Some of the encountered issues were difficult to overcome within the predetermined timeframe, e.g. the recorded speech data often contained communication of controllers to not only arrivals, but also departure and enroute flights, as the control responsibility often rests with the same controller. Therefore, the language model needed to be upgraded. The transcription tool from the former AcListant®-project did not support departures and overflights, which was basically known in advance but made transcription significantly more difficult and demanding.

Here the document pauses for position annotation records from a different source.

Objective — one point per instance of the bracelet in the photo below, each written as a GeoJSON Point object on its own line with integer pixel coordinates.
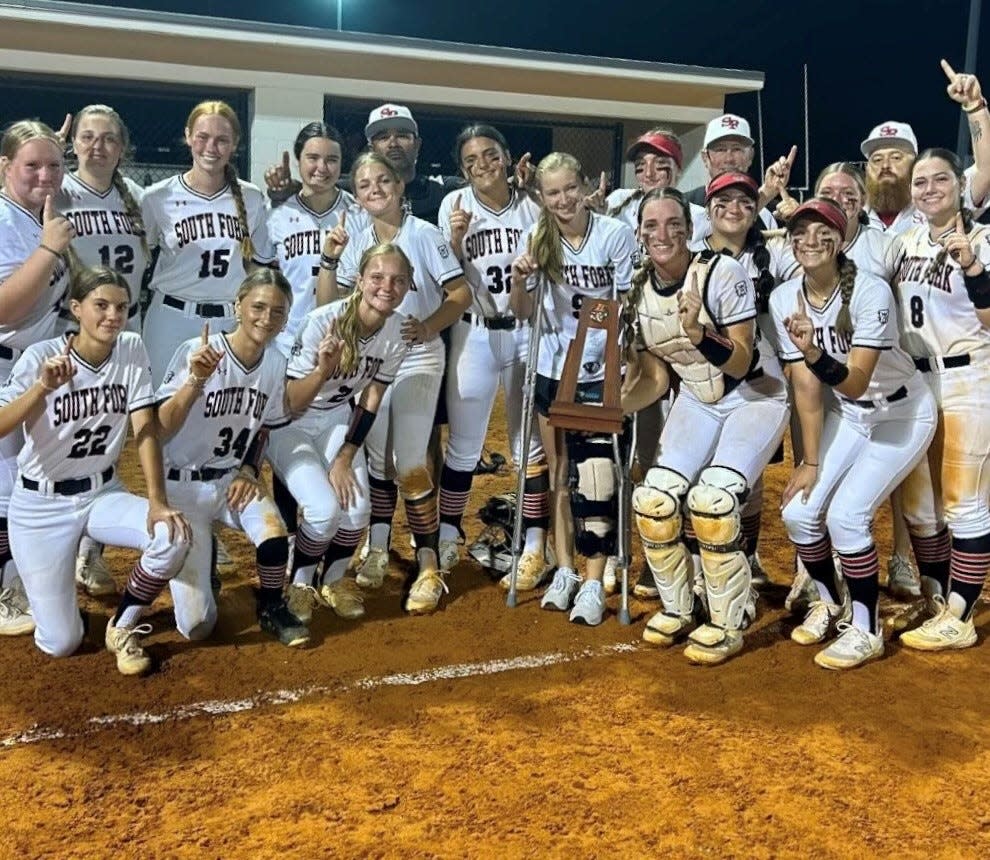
{"type": "Point", "coordinates": [828, 370]}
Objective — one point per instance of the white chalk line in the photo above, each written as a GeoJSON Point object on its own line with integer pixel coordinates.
{"type": "Point", "coordinates": [278, 698]}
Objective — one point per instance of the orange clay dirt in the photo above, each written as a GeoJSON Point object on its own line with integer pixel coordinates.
{"type": "Point", "coordinates": [605, 748]}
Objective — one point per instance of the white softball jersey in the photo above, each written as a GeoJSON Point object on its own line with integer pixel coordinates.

Furthermore, in daily operations ATC usually takes advantage of frequency-coupling. This technology is very benefical when ATC-sectors are merged or split. In recent years adjacent units needed to be informed about changes of the frequency to which aircraft should be transferred anytime the sectorisation was changed. Today for each sector a unique frequency is in use permanently and as soon as two or more sectors are merged the relvant frequencies just need to be coupled. In other words: adjacent units may transfer aircraft to the same frequency at all times regardless of the sectorisation of the downstream unit. However, frequency-coupling is technically unfavorable for the production of useable recordings. Hence procedural mitigations had to be found and implemented for mitigation. In practical terms frequencies needed to be de-coupled and adjacent units had to be kept updated about all frequency-changes again, which is leading to a substantial increase of workload for the controllers during these phases.
Another challenge related to the fact that in many cases one voice recording included more than a single controller utterance, e.g. sequence of commands to aircraft A, 10 seconds silence, sequence of commands to aircraft B, silence … Therefore, a tool was developed by Idiap which automatically splits the controller utterances into separate files if silence occurs.

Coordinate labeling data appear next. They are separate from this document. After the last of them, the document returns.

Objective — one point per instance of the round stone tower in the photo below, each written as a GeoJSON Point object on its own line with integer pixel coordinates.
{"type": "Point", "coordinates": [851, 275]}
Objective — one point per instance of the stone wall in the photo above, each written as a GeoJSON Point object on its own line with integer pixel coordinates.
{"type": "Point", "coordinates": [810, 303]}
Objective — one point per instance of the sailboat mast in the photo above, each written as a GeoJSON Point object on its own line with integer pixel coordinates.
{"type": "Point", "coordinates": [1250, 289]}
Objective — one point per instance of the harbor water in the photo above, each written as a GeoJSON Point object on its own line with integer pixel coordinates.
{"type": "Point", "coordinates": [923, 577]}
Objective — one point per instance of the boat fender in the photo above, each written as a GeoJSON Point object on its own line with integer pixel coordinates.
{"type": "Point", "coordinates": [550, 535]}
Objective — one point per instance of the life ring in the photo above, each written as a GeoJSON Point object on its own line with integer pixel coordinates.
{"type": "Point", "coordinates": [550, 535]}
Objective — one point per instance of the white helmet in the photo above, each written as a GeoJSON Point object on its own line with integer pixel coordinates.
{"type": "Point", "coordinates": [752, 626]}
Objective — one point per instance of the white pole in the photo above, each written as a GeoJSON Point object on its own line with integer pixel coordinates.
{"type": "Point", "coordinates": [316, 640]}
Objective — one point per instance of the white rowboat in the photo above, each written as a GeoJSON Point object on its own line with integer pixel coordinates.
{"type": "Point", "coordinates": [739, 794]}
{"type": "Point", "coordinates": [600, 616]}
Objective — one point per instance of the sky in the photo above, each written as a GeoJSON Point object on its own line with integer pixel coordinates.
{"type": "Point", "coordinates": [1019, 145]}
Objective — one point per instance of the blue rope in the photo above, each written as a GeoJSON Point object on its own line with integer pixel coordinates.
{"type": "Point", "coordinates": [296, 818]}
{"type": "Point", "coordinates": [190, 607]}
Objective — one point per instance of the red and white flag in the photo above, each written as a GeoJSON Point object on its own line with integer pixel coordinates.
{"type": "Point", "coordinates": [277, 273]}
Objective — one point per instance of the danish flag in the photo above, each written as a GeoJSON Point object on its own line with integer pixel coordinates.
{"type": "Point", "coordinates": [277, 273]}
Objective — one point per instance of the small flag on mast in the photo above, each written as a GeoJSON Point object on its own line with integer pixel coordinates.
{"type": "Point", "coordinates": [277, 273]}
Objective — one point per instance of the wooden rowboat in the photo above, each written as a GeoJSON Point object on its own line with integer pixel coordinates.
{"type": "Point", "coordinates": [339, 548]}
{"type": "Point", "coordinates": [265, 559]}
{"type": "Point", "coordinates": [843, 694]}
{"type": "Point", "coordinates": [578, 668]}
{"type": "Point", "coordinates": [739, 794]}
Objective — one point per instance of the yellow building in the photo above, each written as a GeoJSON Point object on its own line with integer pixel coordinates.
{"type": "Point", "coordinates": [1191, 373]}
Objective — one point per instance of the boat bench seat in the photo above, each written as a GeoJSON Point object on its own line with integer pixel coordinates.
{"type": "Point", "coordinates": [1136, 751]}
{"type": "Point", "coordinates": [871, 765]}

After successfully addressing all these issues, the emphasis could be placed on the actual transcription tool. Initial attempts for automatically transcribing speech data were not fully satisfying. With almost every controller’s utterance at least some manual corrections were required. However, within a few weeks’ time significant improvements were achieved and nowadays the number of errors in the transcriptions has been significantly reduced.

After the transcription of the speech data files had been accomplished, the annotation process was started, i.e. transforming the sequence of words in the relevant ATC concepts. The word sequence “sunturk four zero zulu fly direct whisky whisky nine seven two” seems to be quite easy. The relevant concepts are “PGT40Z DIRECT_TO WW972”. We try to transform a command into three concepts, i.e. callsign, command and value and in some cases we have as a forth concept the unit. “swiss one one five zulu turn left heading zero seven zero descend three thousand feet”. The three concept elements are here “SWR115Z TURN_LEFT_HEADING 70” and “SWR115Z DESCEND 3000 ALT” However, what do you suggest for the following sequence of words “november eight nine two delta echo descend flight level one one zero when clear of weather you are cleared direct to gesgi or correction to movos or destination whatever you prefer”? We suggest “N892DE DESCEND 110 FL”. The reader is encouraged to send us his feedback. email

Naturally, smallest deviations in the pronunciation of words from what was expected by the annotator tool for the translation from speech to software-processed commands did initially lead to errors. Nuanced calibration was required to sort out these deviations. For achieving this the importance of having comprehensive context (set of command hypotheses) available must not be underestimated. There is a need for permanent updating to ensure that all common airline- and waypoint names, etc. are always included in the database. MALORCA will, however, automate this process, by automatically learning airline and waypoint names from examples. So MALORCA will not only improve speech recognition performance, but also improve the annotation and transcription process.

We can finally conclude that a desirably high degree of accuracy with regard to the automatic transfer of transcribed speech data into software-processed commands has been achieved.